Another interest deeply affected is the movies, or, more exactly, the exhibitors. Rightly or wrongly, the slump in movie attendance, noted more and more, is attributed to television. Why go out into the cold winter night when you 'can get entertainment free at home ? Why indeed ? So there are bold affirmations on movie theatres that " the movies are better than ever." This does not seem to be enough. The time will come, many think, and come very soon, some think, when new movies will be made for television, not for exhibition in halls. "The young things who frequent picture palaces " will have to stay at home—and there are new screens coming into use that don't necessitate darkness.

But what do they see on their screens ? Here we come to a much mooted question. The greatest radio and video critic in America, Mr. John Crosby of the New York Herald-Tribune. has

asserted that " video was invented too soon." by which he seems to mean before the people who control it had any idea of what to do with it. But Mr. Crosby is not a kindly critic ; he is known to some as the John Lardner of the air, and he is suspect of thinking the same dangerous thoughts about radio itself and even about the movies. There is certainly ground for dissatisfaction. There are far too many Grade C movies, and old ones at that. So far, tele- vision does not seem to have developed any new talents. Arthur Godfrey, Schnozzle Durante, Edward R. Murrow, to name three different types of stars, came to it from radio. One comedian was pointed out to me by the head of a great advertising agency specialising in radio and television, as the greatest comic talent developed by the new medium. I found him far from gravity removing—and I laugh easily at free shows.

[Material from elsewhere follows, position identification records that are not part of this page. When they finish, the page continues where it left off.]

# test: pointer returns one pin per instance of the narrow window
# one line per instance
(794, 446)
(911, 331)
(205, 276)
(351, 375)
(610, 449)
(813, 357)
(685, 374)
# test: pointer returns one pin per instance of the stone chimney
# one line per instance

I was nauseated by some horrid little children with ugly voices aping grown-ups. Indeed, I often welcomed the commercials ; the announcers had more agreeable voices and often more interesting things to say. I have seen one or two plays reasonably well done. Then the news-reel technique is made for television. You are

looking at things as they happen, and sometimes have a better view than the paying spectators, which is beginning to hurt gates, at some spectator-sports, like boxing. It was agreeable, a couple of years ago, to sit a few miles from Forest Hills and see Pancho Gonzales upset the book, the more that you are not encouraged to view tennis at Forest Hills with a highball in your hand. At great political shows like the Republican and Democratic conventions the television screens drew spectators and reporters alike away from the furnace-like convention halls. And technically the improvement in clarity and steadiness is very great, even in the past year. But until a marriage is made between television and the movies, the programmes will remain scrappy.

And what will come of it all ? There are pessimists who see in television the last crushing blow of our mass civilisation. The child brought up as a viewer will have even less taste for reading or reflection than the child of the radio age ; conversation is dying, reading dead. The pessimists are too worried. Radio hasn't had such devastating effects, and if it gave a chance to monsters like Hitler, it also gave one to Mr. Churchill. American educators and others are trying to bully or shame the television chains into producing more " public interest " programmes and raising the level of present entertainment. It's an uphill fight. But I can't sec that the adventures of some public-spirited sea-captain that I watched in the house of a friend of mine were any more debilitating than Dick Barton, round whose adventures the whole time-table of my house is organised.